"Free" is adjectival when it describes something, as when it cites her as a "free woman…" eg, not married or in earlier times, not a slave, or as having "free will"
The use here is wholly different, the point being the difference between "wriggle freely" and "wriggle into freedom."
To "wriggle freely" is loosely to wriggle within the constraints of one's bonds… that is, left or right, up or down, back or forth as far as the chains or handcuffs, ropes or whatever permit wriggling.
To "wriggle into freedom" is to wriggle out of one's bonds. How great is that contrast?
I don't think Richard's expanding "she wriggled free" into "she wriggled in such a way as to become free" expresses that.
Here, "free" equates to the state of "beauty", not to the quality of being "beautiful". There are huge similarities among "she has beauty…" and "she is a beauty" and "she is beautiful…" but are they equivalent?
In this particular phrase, "free" does not describe "she" - nor even "her". The point isn't whether "walk free" is expanded as "walk in a free manner", but what that "… free manner" means.

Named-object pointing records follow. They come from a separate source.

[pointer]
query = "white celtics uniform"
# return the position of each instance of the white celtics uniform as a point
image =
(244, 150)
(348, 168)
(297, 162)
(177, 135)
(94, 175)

Who doubts that "walk in a free manner" means exactly the same as "walk freely"?
Who suggests "wriggle in a free manner" or "wriggle freely" or "wriggle free" are comparable to those walks or, truly, to each other?
Despite Macmillan… despite even Oxford… "free", here, doesn't look like an adjective or an adverb when used with "wriggle" in that sentence.
No, here, "free" is a state, corresponding not only to "loose" but also to "away" or to any direction.
Will her being a "loose" woman work semantically, even if the grammar fits. Could we even suggest she was a right or left, up or down person?